· Admit your mistakes -- and learn from them.
· Be firm but flexible.
· Communicate with parents.
· Develop a homework policy -- and stick to it.
· Empower your students; don't just lecture to them.
· Find time to attend after-school events.
· Get to know all the teachers in your school and make friends with the cooks, custodians, aides, and secretaries.
· Have the courage to try something else if what you're doing isn't working.
· Institute a clear discipline policy -- and enforce it consistently.
· Just listen -- both to what the kids are saying and to what they're not saying.
· Keep a journal.
· Learn your school's policies and procedures.
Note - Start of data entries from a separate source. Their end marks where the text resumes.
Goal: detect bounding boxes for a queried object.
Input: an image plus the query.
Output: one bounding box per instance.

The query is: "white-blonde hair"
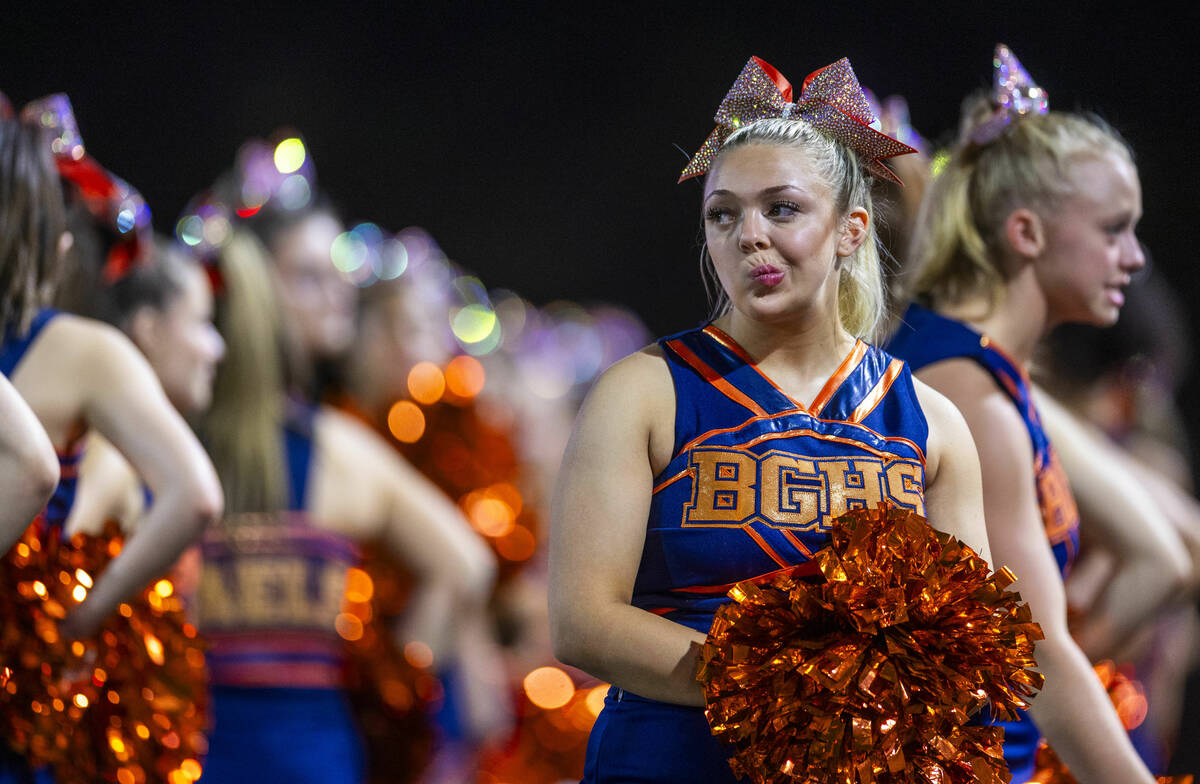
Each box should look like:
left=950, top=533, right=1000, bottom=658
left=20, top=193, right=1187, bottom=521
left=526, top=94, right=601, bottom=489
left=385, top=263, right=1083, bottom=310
left=702, top=119, right=887, bottom=339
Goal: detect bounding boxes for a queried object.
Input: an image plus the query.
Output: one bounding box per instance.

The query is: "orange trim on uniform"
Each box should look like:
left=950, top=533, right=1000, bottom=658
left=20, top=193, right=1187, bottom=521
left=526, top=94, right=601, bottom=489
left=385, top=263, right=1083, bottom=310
left=650, top=468, right=692, bottom=496
left=779, top=528, right=812, bottom=558
left=671, top=411, right=925, bottom=465
left=667, top=340, right=767, bottom=417
left=649, top=561, right=821, bottom=595
left=808, top=341, right=866, bottom=417
left=850, top=359, right=904, bottom=424
left=742, top=526, right=792, bottom=569
left=703, top=324, right=868, bottom=415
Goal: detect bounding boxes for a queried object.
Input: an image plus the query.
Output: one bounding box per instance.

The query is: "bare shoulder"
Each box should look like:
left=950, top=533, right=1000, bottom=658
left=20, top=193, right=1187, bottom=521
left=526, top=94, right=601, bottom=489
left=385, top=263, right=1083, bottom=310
left=918, top=359, right=1033, bottom=475
left=313, top=406, right=396, bottom=466
left=575, top=343, right=674, bottom=468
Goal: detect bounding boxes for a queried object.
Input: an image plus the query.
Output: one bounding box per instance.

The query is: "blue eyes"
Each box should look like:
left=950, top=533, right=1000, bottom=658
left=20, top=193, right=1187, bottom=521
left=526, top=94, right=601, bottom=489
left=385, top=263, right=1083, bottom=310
left=704, top=202, right=800, bottom=223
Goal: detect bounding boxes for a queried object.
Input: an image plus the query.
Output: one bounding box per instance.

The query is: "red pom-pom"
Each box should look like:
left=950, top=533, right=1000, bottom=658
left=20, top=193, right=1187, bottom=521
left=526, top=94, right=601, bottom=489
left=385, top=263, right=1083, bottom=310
left=698, top=507, right=1042, bottom=784
left=0, top=518, right=208, bottom=784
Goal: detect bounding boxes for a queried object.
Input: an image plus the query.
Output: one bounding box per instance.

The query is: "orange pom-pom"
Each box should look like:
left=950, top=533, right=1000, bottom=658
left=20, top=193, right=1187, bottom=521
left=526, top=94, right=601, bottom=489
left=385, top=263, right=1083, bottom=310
left=698, top=505, right=1042, bottom=784
left=0, top=525, right=208, bottom=784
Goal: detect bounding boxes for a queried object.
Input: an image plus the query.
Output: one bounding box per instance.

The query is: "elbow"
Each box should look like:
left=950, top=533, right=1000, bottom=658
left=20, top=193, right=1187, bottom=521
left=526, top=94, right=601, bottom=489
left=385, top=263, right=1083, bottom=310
left=25, top=442, right=60, bottom=503
left=179, top=475, right=224, bottom=538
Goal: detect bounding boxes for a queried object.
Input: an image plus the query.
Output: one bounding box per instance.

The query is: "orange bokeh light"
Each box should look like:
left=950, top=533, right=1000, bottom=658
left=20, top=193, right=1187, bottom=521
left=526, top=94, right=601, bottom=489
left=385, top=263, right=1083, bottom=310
left=404, top=640, right=433, bottom=670
left=467, top=497, right=516, bottom=538
left=586, top=686, right=608, bottom=716
left=388, top=400, right=425, bottom=444
left=496, top=526, right=538, bottom=561
left=408, top=363, right=446, bottom=406
left=524, top=666, right=575, bottom=711
left=446, top=355, right=487, bottom=399
left=346, top=567, right=374, bottom=604
left=334, top=612, right=362, bottom=642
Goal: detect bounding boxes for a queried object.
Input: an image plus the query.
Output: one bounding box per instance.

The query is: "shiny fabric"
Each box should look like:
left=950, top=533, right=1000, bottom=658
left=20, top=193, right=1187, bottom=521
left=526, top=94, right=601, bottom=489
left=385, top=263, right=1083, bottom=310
left=887, top=305, right=1079, bottom=782
left=0, top=309, right=84, bottom=535
left=583, top=325, right=929, bottom=784
left=199, top=407, right=365, bottom=784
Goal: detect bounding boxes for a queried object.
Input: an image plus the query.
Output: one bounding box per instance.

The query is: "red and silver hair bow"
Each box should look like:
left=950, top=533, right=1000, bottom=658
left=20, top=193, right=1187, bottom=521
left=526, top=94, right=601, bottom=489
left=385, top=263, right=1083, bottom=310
left=679, top=58, right=916, bottom=185
left=971, top=43, right=1050, bottom=145
left=20, top=92, right=152, bottom=285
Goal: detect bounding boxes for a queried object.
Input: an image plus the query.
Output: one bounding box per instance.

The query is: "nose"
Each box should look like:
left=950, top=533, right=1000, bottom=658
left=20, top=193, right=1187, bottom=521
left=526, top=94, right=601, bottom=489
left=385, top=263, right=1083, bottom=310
left=209, top=327, right=226, bottom=363
left=738, top=210, right=770, bottom=253
left=1121, top=237, right=1146, bottom=273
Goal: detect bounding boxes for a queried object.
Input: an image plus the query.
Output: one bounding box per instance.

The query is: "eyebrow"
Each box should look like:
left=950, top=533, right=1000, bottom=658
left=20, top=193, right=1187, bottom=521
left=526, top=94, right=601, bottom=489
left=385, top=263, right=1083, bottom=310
left=704, top=185, right=804, bottom=202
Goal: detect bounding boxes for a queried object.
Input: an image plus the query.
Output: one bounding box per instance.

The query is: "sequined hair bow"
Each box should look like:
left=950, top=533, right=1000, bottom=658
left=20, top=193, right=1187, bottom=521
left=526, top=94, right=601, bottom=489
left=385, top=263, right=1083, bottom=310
left=20, top=92, right=154, bottom=285
left=971, top=43, right=1050, bottom=146
left=679, top=58, right=916, bottom=185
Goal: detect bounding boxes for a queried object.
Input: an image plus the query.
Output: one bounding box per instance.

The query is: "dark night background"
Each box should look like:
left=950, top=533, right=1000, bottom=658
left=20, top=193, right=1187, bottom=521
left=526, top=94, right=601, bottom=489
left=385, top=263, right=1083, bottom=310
left=0, top=0, right=1200, bottom=770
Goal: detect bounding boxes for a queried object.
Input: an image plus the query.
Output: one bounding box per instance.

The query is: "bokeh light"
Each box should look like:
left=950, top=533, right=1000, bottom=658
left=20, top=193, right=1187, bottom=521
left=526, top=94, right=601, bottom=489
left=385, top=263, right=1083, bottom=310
left=524, top=666, right=575, bottom=711
left=408, top=363, right=446, bottom=406
left=275, top=137, right=306, bottom=174
left=346, top=567, right=374, bottom=604
left=445, top=357, right=487, bottom=400
left=388, top=400, right=425, bottom=444
left=496, top=526, right=538, bottom=562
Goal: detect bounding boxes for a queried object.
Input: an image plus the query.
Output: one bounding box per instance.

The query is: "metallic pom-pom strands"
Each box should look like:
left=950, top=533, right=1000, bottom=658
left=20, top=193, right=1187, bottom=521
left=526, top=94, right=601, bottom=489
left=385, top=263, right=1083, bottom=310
left=698, top=505, right=1042, bottom=784
left=0, top=522, right=208, bottom=784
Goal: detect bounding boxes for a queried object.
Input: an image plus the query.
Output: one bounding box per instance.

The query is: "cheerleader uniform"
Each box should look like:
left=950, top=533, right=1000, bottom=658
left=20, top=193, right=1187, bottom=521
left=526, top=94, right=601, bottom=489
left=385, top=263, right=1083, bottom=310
left=888, top=305, right=1079, bottom=782
left=583, top=325, right=929, bottom=784
left=0, top=309, right=85, bottom=784
left=198, top=408, right=364, bottom=784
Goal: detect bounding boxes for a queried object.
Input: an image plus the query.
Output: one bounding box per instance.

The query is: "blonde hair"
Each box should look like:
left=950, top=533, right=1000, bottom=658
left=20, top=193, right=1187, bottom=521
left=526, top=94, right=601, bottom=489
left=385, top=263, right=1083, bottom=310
left=908, top=98, right=1133, bottom=307
left=200, top=229, right=288, bottom=515
left=702, top=119, right=886, bottom=339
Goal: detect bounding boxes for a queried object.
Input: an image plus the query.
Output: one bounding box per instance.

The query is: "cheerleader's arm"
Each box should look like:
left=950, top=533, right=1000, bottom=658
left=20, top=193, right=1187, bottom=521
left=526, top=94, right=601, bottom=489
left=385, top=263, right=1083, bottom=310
left=56, top=316, right=223, bottom=639
left=923, top=361, right=1154, bottom=784
left=1038, top=395, right=1192, bottom=662
left=0, top=376, right=59, bottom=555
left=550, top=349, right=704, bottom=706
left=914, top=379, right=995, bottom=565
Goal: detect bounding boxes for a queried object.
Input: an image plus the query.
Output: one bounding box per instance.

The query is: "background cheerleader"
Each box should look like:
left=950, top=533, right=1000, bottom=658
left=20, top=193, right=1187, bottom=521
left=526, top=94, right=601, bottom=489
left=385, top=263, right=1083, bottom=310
left=889, top=47, right=1186, bottom=782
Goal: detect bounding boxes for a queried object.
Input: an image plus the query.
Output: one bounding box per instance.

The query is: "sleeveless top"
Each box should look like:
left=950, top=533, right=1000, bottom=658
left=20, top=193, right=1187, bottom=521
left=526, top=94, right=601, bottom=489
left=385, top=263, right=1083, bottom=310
left=632, top=324, right=929, bottom=632
left=888, top=305, right=1079, bottom=782
left=198, top=406, right=360, bottom=688
left=888, top=305, right=1079, bottom=577
left=0, top=307, right=86, bottom=535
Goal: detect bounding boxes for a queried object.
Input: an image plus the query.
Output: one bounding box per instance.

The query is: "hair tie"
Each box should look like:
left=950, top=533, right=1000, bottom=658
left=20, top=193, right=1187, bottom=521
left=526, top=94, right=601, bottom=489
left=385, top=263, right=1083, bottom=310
left=679, top=58, right=916, bottom=185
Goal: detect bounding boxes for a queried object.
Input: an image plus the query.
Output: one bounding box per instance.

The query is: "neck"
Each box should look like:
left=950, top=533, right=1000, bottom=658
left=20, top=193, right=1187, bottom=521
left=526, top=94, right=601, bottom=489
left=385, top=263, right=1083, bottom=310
left=938, top=265, right=1052, bottom=365
left=715, top=302, right=854, bottom=375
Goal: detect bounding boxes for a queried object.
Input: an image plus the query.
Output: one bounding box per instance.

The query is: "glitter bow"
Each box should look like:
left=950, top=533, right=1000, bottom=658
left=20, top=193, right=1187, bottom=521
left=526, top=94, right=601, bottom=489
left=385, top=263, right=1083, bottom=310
left=679, top=58, right=916, bottom=185
left=971, top=43, right=1050, bottom=145
left=20, top=92, right=152, bottom=285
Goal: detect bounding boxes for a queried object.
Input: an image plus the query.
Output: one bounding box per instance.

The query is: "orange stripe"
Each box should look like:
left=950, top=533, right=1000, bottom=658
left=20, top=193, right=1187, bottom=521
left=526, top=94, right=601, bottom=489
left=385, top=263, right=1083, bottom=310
left=650, top=468, right=691, bottom=496
left=667, top=340, right=767, bottom=417
left=671, top=411, right=925, bottom=463
left=850, top=359, right=904, bottom=424
left=781, top=528, right=812, bottom=558
left=650, top=561, right=821, bottom=595
left=808, top=341, right=866, bottom=417
left=742, top=526, right=792, bottom=568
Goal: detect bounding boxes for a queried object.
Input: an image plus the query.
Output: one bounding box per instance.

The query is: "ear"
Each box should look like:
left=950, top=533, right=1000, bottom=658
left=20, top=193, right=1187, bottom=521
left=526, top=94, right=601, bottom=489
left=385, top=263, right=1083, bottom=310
left=1004, top=207, right=1046, bottom=259
left=838, top=207, right=871, bottom=258
left=127, top=305, right=162, bottom=352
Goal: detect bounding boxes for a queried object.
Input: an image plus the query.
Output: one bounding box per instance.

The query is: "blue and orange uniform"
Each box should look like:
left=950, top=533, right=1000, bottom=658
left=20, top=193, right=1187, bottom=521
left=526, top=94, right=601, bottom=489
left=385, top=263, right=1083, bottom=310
left=0, top=309, right=85, bottom=784
left=888, top=305, right=1079, bottom=782
left=583, top=324, right=929, bottom=784
left=198, top=408, right=364, bottom=784
left=0, top=309, right=86, bottom=535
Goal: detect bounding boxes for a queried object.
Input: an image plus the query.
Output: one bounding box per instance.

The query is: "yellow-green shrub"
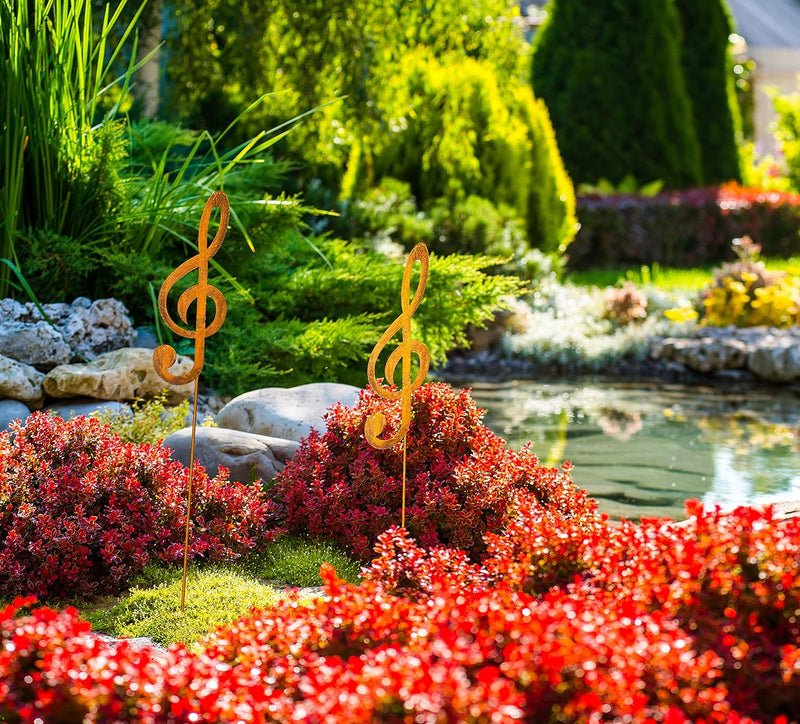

· Model desired attitudes and behavior.
· Non carborundum ignorami. (Don't let the imbeciles wear you down.)
· Prepare interesting lessons.
· Quit worrying and just do your best.
· Remember that you teach students first, then you teach whatever academic discipline you learned.
· Stay alert.
· Take pictures.
· Understand that the learning process involves everyone -- teachers, students, colleagues, and parents and get everyone involved.
· Volunteer to share projects and ideas, and don't be afraid to ask others to share their ideas with you.
· Work within your limits.
· Xpect the unexpected -- and plan for it!
· Yell if you need support.
· Zero in on your strengths, not your weaknesses. (Remember -- nobody's perfect!)